Code documentation¶
Main Functions¶
- start_testing(attack_model: ClientBase, tested_model: ClientBase, config: dict, num_threads: int = 1, tests_with_attempts: List[Tuple[str, int]] | None = None, custom_tests_with_attempts: List[Tuple[Type[TestBase], int]] | None = None)[source]
Start testing.
- Parameters:
attack_model (ClientBase) – The attacking model used to generate tests.
tested_model (ClientBase) – The model being tested against the attacks.
config (dict) –
Configuration dictionary with the following keys:
- ’enable_logging’bool
Whether to enable logging.
- ’enable_reports’bool
Whether to generate xlsx reports.
- ’artifacts_path’Optional[str]
Path to the folder for saving artifacts.
- ’debug_level’int
Level of logging verbosity (default is 1). debug_level = 0 - WARNING. debug_level = 1 - INFO. debug_level = 2 - DEBUG.
- ’report_language’str
Language for the report (default is ‘en’). Possible values: ‘en’, ‘ru’.
num_threads (int, optional) – Number of threads for parallel test execution (default is 1).
tests_with_attempts (List[Tuple[str, int]], optional) – List of test names and their corresponding number of attempts. Available tests: - aim_jailbreak - base64_injection - complimentary_transition - do_anything_now_jailbreak - ethical_compliance - harmful_behavior - linguistic_evasion - past_tense - RU_do_anything_now_jailbreak - RU_typoglycemia_attack - RU_ucar - sycophancy_test - typoglycemia_attack - ucar
custom_tests_with_attempts (List[Tuple[Type[TestBase], int]], optional) – List of custom test instances and their corresponding number of attempts.
- Return type:
None
Note
This function starts the testing process with different configurations.
Abstract Classes¶
- class ClientBase[source]¶
Base class for interacting with chat models. The history and new messages are passed as a list of dictionaries.
Note
ClientBase is an abstract base class for client implementations.
- class TestBase(client_config: ClientConfig, attack_config: AttackConfig, artifacts_path: str | None = None, num_attempts: int = 0)[source]¶
A base class for test classes. Each test represents a different kind of attack against the target LLM model. The test sends a sequence of prompts and evaluate the responses while updating the status.
Note
TestBase is an abstract base class designed for attack handling in the testing framework.
Available Clients¶
- class ClientLangChain(backend: str, system_prompts: List[str] | None = None, model_description: str | None = None, **kwargs)[source]
Bases:
ClientBase
Wrapper for interacting with models through LangChain.
- Parameters:
- _convert_to_base_format(message: BaseMessage) Dict[str, str] [source]
Converts a LangChain message (HumanMessage, AIMessage) to the base format (Dict with “role” and “content”).
Note
ClientLangChain is a client implementation for LangChain-based services.

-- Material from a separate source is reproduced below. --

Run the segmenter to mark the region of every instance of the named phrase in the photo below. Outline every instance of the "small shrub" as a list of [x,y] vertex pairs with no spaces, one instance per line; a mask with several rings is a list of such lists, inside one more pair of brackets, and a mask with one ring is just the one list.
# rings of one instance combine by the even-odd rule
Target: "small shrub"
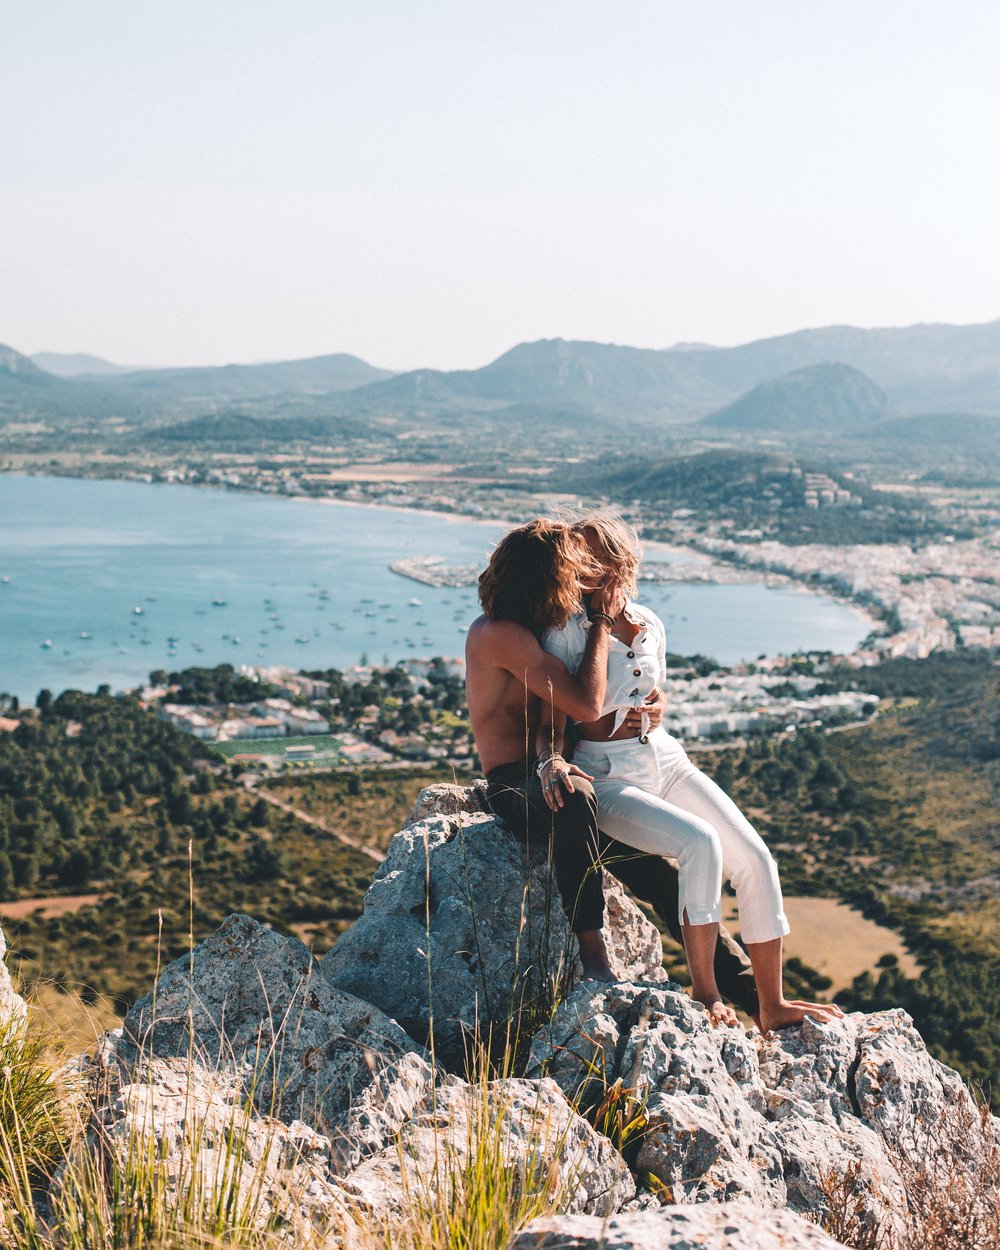
[[19,1021],[0,1026],[0,1194],[41,1184],[66,1136],[62,1095],[45,1043]]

- class ClientOpenAI(api_key: str, base_url: str, model: str, temperature: float = 0.1, system_prompts: List[str] | None = None, model_description: str | None = None)[source]
Bases:
ClientBase
Wrapper for interacting with OpenAI-compatible API. This client can be used to interact with any language model that supports the OpenAI API, including but not limited to OpenAI models.
- Parameters:
api_key (str) – The API key for authentication.
base_url (str) – The base URL of the OpenAI-compatible API.
model (str) – The model identifier to use for generating responses.
temperature (float) – The temperature setting for controlling randomness in the model’s responses.
system_prompts (Optional[List[str]]) – List of system prompts for initializing the conversation context (optional).
model_description (str) – Description of the model, including domain and other features (optional).
- _convert_to_base_format(message: Dict[str, str]) Dict[str, str] [source]
Converts a message from OpenAI format (Dict) to the base format (Dict with “role” and “content”).
Note
ClientOpenAI is a client implementation for OpenAI-based services.